Background: Surgical tumour resection is the primary treatment option for diffuse glioma, the most common malignant brain cancer. The intraoperative diagnosis of gliomas from tumour core samples can be improved by use of molecular diagnostics. Further, residual tumour at surgical margins is a primary cause of tumour recurrence and malignant progression. This study evaluates a desorption electrospray ionization mass spectrometry (DESI-MS) system for intraoperative isocitrate dehydrogenase (IDH) mutation assessment, estimation of tumour cell infiltration as tumour cell percentage (TCP), and disease status. This information could be used to enhance the extent of safe resection and so potentially improve patient outcomes.

Methods: A mobile DESI-MS instrument was modified and used in neurosurgical operating rooms (ORs) on a cohort of 49 human subjects undergoing craniotomy with tumour resection for suspected diffuse glioma. Small tissue biopsies (ntotal=203) from the tumour core and surgical margins were analysed by DESI-MS in the OR and classified using univariate and multivariate statistical methods.
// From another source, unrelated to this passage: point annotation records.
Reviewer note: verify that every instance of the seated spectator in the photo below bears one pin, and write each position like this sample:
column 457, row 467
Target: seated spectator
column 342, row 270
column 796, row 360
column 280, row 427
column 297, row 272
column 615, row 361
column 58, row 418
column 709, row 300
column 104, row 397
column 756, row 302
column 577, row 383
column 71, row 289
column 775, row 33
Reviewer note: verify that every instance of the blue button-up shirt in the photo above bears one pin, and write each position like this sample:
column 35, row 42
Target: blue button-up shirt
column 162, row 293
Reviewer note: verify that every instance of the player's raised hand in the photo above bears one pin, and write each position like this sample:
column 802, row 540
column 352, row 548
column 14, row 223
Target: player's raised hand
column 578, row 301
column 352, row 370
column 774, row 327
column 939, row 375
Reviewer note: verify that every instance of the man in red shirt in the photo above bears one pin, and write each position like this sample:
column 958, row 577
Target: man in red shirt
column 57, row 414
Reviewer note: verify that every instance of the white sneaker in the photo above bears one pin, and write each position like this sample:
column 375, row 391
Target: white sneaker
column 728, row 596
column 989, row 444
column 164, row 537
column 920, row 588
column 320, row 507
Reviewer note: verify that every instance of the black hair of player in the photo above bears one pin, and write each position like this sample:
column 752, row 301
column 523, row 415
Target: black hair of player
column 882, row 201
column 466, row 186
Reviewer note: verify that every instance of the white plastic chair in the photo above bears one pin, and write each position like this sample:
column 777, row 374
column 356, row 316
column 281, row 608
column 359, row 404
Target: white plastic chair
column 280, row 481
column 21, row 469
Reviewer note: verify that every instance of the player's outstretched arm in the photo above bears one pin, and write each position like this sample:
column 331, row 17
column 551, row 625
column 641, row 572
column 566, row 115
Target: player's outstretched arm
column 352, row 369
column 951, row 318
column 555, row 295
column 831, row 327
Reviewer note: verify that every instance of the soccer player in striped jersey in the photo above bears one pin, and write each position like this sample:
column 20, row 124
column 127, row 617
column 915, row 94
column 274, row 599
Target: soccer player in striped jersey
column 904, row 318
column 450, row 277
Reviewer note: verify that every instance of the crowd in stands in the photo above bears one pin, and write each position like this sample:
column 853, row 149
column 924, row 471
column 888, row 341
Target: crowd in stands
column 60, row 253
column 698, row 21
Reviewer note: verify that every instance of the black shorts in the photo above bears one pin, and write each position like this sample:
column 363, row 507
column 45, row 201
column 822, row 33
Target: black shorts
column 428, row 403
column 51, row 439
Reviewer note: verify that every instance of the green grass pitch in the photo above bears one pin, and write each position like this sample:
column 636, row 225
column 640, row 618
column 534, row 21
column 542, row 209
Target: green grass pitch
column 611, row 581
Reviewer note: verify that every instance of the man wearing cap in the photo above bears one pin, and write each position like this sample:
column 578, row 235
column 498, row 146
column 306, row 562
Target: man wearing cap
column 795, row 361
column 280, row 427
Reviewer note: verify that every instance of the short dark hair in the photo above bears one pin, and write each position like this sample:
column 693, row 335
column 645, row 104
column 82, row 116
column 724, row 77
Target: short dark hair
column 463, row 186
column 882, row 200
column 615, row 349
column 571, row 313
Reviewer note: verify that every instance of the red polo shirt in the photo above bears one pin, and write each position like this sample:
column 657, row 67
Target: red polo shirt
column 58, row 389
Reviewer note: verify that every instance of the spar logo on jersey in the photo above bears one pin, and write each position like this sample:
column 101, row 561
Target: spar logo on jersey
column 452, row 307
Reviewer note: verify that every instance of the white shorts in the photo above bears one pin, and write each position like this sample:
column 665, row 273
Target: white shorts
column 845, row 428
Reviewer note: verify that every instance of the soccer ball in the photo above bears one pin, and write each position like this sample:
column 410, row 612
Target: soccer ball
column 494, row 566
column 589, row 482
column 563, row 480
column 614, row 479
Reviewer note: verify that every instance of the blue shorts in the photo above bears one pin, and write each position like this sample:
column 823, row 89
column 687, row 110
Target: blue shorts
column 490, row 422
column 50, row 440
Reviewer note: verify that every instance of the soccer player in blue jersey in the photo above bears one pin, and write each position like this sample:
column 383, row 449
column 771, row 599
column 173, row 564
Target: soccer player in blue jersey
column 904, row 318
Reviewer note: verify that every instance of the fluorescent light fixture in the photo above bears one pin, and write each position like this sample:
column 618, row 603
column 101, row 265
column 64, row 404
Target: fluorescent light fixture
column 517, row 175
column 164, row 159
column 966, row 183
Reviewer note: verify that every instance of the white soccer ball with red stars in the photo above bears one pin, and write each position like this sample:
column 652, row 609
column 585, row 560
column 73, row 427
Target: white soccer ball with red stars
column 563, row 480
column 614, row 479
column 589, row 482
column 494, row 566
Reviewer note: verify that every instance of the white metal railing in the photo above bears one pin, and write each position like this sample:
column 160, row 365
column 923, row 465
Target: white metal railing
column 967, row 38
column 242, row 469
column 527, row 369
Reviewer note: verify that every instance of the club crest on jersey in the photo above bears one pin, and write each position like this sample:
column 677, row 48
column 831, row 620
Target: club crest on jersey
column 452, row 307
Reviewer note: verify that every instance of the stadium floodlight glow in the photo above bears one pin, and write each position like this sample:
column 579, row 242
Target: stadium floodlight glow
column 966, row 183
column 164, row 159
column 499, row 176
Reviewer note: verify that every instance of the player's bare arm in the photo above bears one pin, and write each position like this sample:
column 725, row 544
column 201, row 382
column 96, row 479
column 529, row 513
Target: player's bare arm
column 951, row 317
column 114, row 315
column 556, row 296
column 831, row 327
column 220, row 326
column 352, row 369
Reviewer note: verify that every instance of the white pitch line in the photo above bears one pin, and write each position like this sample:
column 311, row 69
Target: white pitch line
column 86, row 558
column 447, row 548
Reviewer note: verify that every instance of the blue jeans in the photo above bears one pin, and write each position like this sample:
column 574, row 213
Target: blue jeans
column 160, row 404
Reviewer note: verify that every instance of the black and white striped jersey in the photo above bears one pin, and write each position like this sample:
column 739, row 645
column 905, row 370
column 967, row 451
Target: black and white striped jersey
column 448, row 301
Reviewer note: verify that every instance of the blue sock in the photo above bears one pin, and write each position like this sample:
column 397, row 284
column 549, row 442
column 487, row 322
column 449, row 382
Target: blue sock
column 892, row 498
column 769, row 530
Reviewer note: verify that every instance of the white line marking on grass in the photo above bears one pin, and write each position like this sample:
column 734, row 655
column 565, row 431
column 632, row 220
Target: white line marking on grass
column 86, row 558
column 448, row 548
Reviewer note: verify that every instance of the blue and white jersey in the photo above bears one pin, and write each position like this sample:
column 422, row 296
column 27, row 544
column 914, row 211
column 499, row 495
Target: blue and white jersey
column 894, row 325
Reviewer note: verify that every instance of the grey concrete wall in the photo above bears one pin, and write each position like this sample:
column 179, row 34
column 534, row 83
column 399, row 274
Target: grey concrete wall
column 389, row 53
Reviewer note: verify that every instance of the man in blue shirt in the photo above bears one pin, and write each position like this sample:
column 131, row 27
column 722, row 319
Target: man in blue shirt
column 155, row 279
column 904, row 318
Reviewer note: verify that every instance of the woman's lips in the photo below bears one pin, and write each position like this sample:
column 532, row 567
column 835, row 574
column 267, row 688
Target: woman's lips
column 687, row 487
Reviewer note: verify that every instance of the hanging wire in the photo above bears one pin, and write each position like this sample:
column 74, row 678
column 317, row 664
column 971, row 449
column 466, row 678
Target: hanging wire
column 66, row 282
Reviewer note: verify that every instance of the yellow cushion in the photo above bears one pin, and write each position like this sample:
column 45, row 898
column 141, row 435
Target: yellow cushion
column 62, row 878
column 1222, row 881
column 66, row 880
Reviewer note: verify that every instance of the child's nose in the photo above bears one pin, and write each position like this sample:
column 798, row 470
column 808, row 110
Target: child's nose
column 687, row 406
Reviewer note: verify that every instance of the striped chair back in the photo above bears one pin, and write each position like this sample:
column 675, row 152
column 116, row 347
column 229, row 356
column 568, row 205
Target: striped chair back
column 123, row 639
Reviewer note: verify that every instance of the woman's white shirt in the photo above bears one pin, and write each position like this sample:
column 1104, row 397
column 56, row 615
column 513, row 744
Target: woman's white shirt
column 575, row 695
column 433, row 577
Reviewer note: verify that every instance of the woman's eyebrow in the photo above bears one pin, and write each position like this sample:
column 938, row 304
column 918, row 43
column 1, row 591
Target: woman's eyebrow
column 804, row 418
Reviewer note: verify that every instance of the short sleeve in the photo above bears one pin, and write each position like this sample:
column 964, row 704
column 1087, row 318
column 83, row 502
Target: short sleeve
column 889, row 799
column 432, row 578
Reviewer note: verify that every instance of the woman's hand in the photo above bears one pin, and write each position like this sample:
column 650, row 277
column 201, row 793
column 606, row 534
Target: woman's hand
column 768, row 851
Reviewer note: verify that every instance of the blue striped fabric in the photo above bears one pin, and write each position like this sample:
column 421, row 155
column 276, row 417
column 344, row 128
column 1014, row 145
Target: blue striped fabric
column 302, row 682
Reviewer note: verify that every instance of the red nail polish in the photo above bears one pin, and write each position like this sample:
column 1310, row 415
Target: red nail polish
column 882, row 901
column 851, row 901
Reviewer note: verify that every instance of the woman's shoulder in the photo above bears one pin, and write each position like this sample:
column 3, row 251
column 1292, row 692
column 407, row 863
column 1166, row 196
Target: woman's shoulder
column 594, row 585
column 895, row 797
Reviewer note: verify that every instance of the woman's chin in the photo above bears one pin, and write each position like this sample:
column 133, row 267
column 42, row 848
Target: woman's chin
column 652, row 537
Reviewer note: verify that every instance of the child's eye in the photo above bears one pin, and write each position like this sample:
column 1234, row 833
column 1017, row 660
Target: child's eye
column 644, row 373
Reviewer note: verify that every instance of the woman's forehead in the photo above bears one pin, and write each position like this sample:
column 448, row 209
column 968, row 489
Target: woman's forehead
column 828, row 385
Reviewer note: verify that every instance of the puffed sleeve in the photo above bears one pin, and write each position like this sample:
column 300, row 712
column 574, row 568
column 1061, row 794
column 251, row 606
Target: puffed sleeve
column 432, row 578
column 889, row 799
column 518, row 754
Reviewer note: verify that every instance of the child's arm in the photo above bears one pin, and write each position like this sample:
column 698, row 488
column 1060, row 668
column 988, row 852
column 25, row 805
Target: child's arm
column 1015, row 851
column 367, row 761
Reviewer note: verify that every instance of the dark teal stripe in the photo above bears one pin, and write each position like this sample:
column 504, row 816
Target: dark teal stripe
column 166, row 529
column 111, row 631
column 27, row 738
Results: Assessment of IDH mutation status using DESI-MS/MS to measure 2-hydroxyglutarate (2-HG) ion intensities from tumour cores yielded a sensitivity, specificity, and overall diagnostic accuracy of 89, 100, and 94%, respectively (ncore=71). Assessment of TCP (categorized as low or high) in tumour margin and core biopsies using N-acetyl-aspartic acid (NAA) intensity provided a sensitivity, specificity, and accuracy of 91, 76, and 83%, respectively (ntotal=203). TCP assessment using lipid profile deconvolution provided sensitivity, specificity, and accuracy of 76, 85, and 81%, respectively (ntotal=203). Combining the experimental data and using PCA-LDA predictions of disease status, the sensitivity, specificity, and accuracy in predicting disease status are 63%, 83%, and 74%, respectively (ntotal=203).

Conclusions: The DESI-MS system allowed for identification of IDH mutation status, glioma diagnosis, and estimation of tumour cell infiltration intraoperatively in a large human glioma cohort. This methodology should be further refined for clinical diagnostic applications.